Multi-decade Tropicana employees prepare for final farewell while reminiscing on history

LAS VEGAS (KLAS) – As much of the world outside of Las Vegas looks to the land southeast of Tropicana Avenue and Las Vegas Boulevard as a new baseball stadium’s eventual home, the staff at the currently standing hotel there sees something else.

The memories made underneath the glass ceiling, the people met at the bar and the history they’ll forever be a part of: employees at The Tropicana Hotel, some with seniority nearly as long as the property’s existence, are preparing for their final farewell.
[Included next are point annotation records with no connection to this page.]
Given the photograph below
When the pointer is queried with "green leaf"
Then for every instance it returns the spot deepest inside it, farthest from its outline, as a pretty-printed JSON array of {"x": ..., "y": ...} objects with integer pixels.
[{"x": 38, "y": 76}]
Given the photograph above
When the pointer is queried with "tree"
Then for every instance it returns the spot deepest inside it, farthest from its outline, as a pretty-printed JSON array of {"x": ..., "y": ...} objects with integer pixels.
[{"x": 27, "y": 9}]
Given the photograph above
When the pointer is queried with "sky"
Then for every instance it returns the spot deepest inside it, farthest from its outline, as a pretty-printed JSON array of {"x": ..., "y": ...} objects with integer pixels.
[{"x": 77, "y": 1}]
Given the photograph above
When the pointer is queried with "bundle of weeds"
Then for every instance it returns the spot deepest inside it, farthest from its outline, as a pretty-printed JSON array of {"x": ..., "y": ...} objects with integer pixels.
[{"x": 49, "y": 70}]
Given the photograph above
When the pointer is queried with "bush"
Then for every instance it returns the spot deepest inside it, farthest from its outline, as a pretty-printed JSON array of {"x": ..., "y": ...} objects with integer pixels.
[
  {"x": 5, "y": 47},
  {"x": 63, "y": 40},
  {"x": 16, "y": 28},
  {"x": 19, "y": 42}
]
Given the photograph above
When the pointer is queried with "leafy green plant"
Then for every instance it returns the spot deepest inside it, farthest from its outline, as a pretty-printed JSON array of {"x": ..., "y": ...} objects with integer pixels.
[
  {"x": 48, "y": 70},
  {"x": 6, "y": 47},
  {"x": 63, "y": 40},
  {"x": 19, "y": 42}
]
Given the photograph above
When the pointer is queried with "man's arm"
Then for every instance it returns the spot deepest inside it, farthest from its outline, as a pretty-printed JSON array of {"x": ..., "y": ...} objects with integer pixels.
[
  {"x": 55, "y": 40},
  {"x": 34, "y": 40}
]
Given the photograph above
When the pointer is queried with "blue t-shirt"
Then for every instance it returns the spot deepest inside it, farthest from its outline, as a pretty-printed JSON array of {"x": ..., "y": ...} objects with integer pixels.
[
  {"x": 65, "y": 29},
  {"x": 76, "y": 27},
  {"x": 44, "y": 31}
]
As those waves of nostalgia shock the remaining six hundred employees there, those like Doorman Dean Davis feel like it’s day one again. He was onboarded after working in the used car industry over 33 years ago.

“It took me three interviews, finally, after the third, (the hiring manager) said, ‘Well, I might as well give you a shot,’” Davis said with a laugh inside the Trago Lounge Friday morning. “It was always great money with tips. The quality of my life was very high.”
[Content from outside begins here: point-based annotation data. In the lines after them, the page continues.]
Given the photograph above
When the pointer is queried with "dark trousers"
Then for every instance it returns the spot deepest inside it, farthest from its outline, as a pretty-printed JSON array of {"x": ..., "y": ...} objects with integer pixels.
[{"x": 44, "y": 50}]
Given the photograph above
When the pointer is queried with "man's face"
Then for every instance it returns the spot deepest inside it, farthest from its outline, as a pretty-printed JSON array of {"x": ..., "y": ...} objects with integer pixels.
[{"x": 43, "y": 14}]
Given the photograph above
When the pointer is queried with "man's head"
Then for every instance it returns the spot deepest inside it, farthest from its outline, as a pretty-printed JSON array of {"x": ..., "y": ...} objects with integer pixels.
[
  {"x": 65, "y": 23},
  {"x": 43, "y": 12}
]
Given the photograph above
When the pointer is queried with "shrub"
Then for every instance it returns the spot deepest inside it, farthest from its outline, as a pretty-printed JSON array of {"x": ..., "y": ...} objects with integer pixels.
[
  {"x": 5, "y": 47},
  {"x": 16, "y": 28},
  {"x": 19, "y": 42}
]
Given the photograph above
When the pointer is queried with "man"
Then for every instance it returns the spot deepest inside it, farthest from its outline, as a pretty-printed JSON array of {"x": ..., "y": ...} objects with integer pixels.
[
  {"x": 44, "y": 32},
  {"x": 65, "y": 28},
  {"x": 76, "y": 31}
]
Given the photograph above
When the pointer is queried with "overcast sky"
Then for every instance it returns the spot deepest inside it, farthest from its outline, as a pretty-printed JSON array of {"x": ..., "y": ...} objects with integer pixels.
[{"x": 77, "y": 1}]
Call it holiday cheer: Barbara Boggess stuck around for 45 years after janitorial work at Nellis Airforce Base left room for on-the-job excitement. She’s one of the property’s most seasoned employees through her time working in the guest rooms, to the porte cochere, to the hotel phone line, to her ending position as a linen room attendant.

“I was going to work October until December to make extra Christmas money,” Boggess said inside the lounge, speaking about her initial intentions when onboarding in the late 70s. “If they would stay open, I probably would still be here working.”

However, time is ticking, and memories are flowing, similar to the drinks Charlie Granado poured for 38 years. The bartender remembers lounge acts that drew in crowds, regulars that kept him company, and harrowing events that required him to do more than just pour.

“During 9-11, there were two girls from Boston. They couldn’t go back home. They were stuck here. So, the Tropicana put them up,” Granado said at the Trago Lounge bar. “One of them was real emotional. I talked to her, calmed her down. Got her some drinks. We talked and talked. They came back (a year later) to see me, to thank me, how good I was, how happy they were to have me calm them down, to make them feel at home. That made me feel real good.”

Though those moments have faded, they say even a baseball stadium cannot replace the family they formed at work. Most of them say they are exchanging contact information and creating social media groups to ensure April 2 is not the last day they are together as that family.

“When I get up Wednesday morning, not having to be here at work, I guess there’ll be some time for reflection,” Davis said.

“We don’t call each other by name. We call out, ‘Hey sister. Hi sister,’” Boggess said.
“Kinda choked me up thinking, ‘Oh my god, it’s coming,’” Granado said. “It’s not going to be forgotten. You can’t forget an icon place like this.”

Several employees have already obtained work at nearby hotels and casinos, while several others call this the perfect time to head into retirement.

While Bally’s Corporation has confirmed the hotel’s deconstruction will come sometime in October, they have yet to detail if that will be through an implosion or not.